Review
Sin City: A Dame To Kill For
Movie Review
Director | Robert Rodriguez | |
Starring | Jessica Alba, Eva Green, Josh Brolin, Mickey Rourke, Joseph Gordon-Levitt, Bruce Willis, Rosario Dawson, Juno Temple | |
Release | 22 AUG (US) 22 AUG (UK) Certificate 18 |
Ali Gray
20th August 2014
Nine years after the pages turned on Robert Rodriguez's first Sin City movie, and with at least three major parts recast, you can't help but think this Dame To Kill For is sashaying into town long after everyone has lost interest. Showing no signs of added maturity - if anything it's even more juvenile - this slick-yet-soulless sequel features the required quota of girls, guns and garrotting, but it's unlikely to win over those who were unimpressed by the same stiff sideshow almost a decade ago.
The men of Sin City don't just share phone sex tonsils - they're largely indistinguishable from one another. All are at the mercy of women. All are supernaturally strong. All are capable of taking bullets and beatings and coming back stronger (well, except for Bruce Willis). The film has a criss-cross chronology, comprising of half prequel and half sequel, so you'd be forgiven for losing interest in which dude wants which other dude dead. By the time you've heard your tenth faux-Chandler narration - spoiler: Sin City is a shithole full of shitheels - you'll be enduring the ride, not enjoying it.

The women don't fare much better. Jessica Alba fronts the weakest segment, in which her stripper Nancy seeks revenge for the, er, suicide of John Hartigan - all fine, except Alba doesn't have the necessary grit to sell obsession. The form her grief takes is unconvincingly swigging from a vodka bottle and letting a room full of drunken men ogle her while she performs some miffed pseudo-stripping (one thinks of Mark in TV's Peep Show, suffering the awkward un-eroticism of a gentlemen's club: "Great, now I'm getting an angry lapdance"). It's exploitative, but worse fates await the likes of Juno Temple, Rosario Dawson, Julia Garner et al, who use their bodies for sex and then either get killed or forgotten about.
Much as she did with 300: Rise Of An Empire, however, Eva Green holds up the mid-section with great gusto. Pouting with just the right amount of vamp and camp, Green's titular dame pushes this Sin City firmly into farce where it belongs. As a seductress extraordinaire, Green is having fun, which is more than can be said for the sour-faced fellows in her thrall. Watching her play the victim and thrust her head into the lap of the cop that comforts her is a pleasure only matched by the sight of her waiting by the phone for his call later that night ("About time," she purrs). The fact she is nude while doing this is absolutely integral to the story, you understand; the film dips a whole star every time she's off screen.
Sin City: A Dame To Kill For can't match the sum of its parts: for every electric scene with Eva Green, there's a duffer with Joseph Gordon-Levitt's cocky poker player; the scant screen time spent with smirking brute Marv (who, hilariously, steals the hat off the guy he just almost murdered) is offset by extraneous scenes of a sulky Jessica Alba twerking half-heartedly.
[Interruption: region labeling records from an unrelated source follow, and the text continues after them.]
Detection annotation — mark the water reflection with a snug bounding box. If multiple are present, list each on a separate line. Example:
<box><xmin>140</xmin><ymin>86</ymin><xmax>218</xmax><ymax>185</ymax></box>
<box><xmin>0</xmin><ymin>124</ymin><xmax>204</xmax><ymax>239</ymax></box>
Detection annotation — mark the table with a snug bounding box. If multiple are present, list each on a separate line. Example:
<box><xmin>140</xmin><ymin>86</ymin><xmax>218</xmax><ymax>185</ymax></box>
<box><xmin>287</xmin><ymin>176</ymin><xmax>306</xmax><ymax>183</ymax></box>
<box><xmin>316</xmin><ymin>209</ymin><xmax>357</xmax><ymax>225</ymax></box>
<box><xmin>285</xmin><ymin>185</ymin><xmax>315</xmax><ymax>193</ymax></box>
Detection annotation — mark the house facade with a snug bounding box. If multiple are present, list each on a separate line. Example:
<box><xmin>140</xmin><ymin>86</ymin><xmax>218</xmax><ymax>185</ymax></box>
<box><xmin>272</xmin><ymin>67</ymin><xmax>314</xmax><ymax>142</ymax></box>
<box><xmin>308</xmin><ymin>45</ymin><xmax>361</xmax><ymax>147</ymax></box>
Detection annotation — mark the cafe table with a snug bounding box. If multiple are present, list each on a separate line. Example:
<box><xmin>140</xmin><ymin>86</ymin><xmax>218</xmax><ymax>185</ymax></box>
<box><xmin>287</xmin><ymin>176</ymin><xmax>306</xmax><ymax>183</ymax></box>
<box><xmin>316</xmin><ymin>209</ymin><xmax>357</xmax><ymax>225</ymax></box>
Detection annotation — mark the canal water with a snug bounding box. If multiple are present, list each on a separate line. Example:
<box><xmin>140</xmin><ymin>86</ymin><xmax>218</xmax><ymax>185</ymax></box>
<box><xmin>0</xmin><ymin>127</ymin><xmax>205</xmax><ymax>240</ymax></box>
Powers Boothe makes for a terrific villain; Josh Brolin is hard to like as a hero. There are plot points that will make no sense if you haven't seen the original, and some that aren't clear even if you have. Individually, A Dame To Kill For has its merits; as a feature film, it just doesn't gel.

Take some comfort in the fact that A Dame To Kill For is just as strikingly attractive as the first Sin City, the 3D adding another dimension to the distinctly flat panels of Frank Miller's comic - you can practically feel the harsh sting of the constant rainfall. Despite the odd sickly shade of green-scene - actors obviously running on the spot; characters interacting as if shot weeks apart - A Dame To Kill For looks the business. The high contrast monochrome is as sharp as ever, with particular attention paid to the eyes - Eva Green's piercing peepers are just as seductive as her body.
There's no doubt that between them, Rodriguez and Miller know how to pick a killer shot - it's just a shame they can't figure out how to tell a killer story. It's as Brolin's photographer Dwight says when taking pride in some of his sordid peep shots: "The sad thing is, some of the compositions were actually pretty good."